我々人間は本能を失ってしまったと言われている。動物の2大本能、生きるために食べること、より強い子孫を残すこと。いずれも、人間は選り好みをする。より美味しいものを食べたい(ダイエットなどで食べないこともある)と思うし、より素敵な異性(同性の場合もある)に出会いたいと願う。もちろん発情期など存在しない。では、どうやって人間は生きているのか。他の動物のように本能のみに従って生きることはできない本能が壊れてしまった人間。人間が生きていくためには本能を代用するものが必要なのだ。そこで、登場するものが「こころ」だ。人間のなかに「こころ」の存在を仮定する。少なくとも心理学ではそう考える。本能を代用する概念「こころ」。「こころ」は意識、無意識の領域から私たちの行動を決定する。そして常に要求し続ける。よりよく、より豊かに生きることを。

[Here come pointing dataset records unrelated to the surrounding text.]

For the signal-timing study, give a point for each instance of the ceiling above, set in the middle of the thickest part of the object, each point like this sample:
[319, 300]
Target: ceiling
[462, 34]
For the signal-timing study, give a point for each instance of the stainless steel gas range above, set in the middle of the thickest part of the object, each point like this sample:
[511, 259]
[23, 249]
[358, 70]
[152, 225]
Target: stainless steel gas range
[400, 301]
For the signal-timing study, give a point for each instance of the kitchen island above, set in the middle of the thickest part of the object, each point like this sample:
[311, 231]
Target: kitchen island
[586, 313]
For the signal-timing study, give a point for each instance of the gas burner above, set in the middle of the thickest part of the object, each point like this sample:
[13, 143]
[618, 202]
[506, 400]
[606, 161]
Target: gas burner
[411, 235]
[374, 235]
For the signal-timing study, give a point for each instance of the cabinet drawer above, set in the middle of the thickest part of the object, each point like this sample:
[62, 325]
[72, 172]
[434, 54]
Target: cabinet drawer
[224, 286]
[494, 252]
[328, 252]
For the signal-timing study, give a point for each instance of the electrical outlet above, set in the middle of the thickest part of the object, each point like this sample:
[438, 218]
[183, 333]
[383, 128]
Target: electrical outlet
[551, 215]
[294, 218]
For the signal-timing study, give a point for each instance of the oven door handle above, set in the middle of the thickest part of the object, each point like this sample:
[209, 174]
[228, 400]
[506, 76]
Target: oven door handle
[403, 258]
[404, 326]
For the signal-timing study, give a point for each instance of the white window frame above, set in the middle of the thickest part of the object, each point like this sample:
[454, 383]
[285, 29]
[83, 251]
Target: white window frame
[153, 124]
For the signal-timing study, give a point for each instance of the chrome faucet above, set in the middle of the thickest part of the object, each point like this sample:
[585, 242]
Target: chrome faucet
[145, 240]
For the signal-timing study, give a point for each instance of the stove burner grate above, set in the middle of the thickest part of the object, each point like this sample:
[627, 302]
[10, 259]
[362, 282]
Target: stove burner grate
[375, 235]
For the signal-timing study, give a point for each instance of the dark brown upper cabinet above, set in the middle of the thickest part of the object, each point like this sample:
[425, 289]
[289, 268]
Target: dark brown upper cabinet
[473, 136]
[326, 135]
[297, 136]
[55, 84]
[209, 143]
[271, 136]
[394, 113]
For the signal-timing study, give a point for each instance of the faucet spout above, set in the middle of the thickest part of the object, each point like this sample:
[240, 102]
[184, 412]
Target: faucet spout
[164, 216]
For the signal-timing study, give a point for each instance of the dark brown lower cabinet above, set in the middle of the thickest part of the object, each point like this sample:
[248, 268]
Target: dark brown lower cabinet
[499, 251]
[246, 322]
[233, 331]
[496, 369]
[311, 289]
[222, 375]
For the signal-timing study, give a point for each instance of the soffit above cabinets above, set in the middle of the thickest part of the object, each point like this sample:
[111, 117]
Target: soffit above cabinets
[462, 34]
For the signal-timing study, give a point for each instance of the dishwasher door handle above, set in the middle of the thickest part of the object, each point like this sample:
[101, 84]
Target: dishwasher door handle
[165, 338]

よりよく、より豊かに生きる?鈍感な私がここで気がつく。頭のなかでぐるぐるしていたものが平行に並び、構造化される。「生きる」という言葉の隣に豊かな「こころ」の発達という言葉が足を揃える。そして、「こころ」の向っていく先を段階的に見つめる。なぜ段階的なのか。それは、「こころ」の発達を私のなかで鮮明にするためにエリクソンの漸成的発達理論というフィルターを通しているからだ。そして、アイデンティティーという言葉がパズルを完成させる。「こころ」が発達する先にあるアイデンティティーの確立。つまり、人間は生まれてからずっと「こころ」の欲求を段階的に、満たされ、満たしながら自分を探し、社会のなかで、ひとりの私になっていくのだ。
かなり遠回りしたが、今なら分かる。人は間違いなく「生きる」ために生きている。私なりの表現をすれば、人は「社会のなかで自立した私になる」ために生きているのだ。それは、まさに子どもが大人になっていく発達・成熟のプロセスであり、子どもたちは常に自分の「こころ」の欲求を大好きな人に満たして欲しいと願っている。ひとりの私になるために。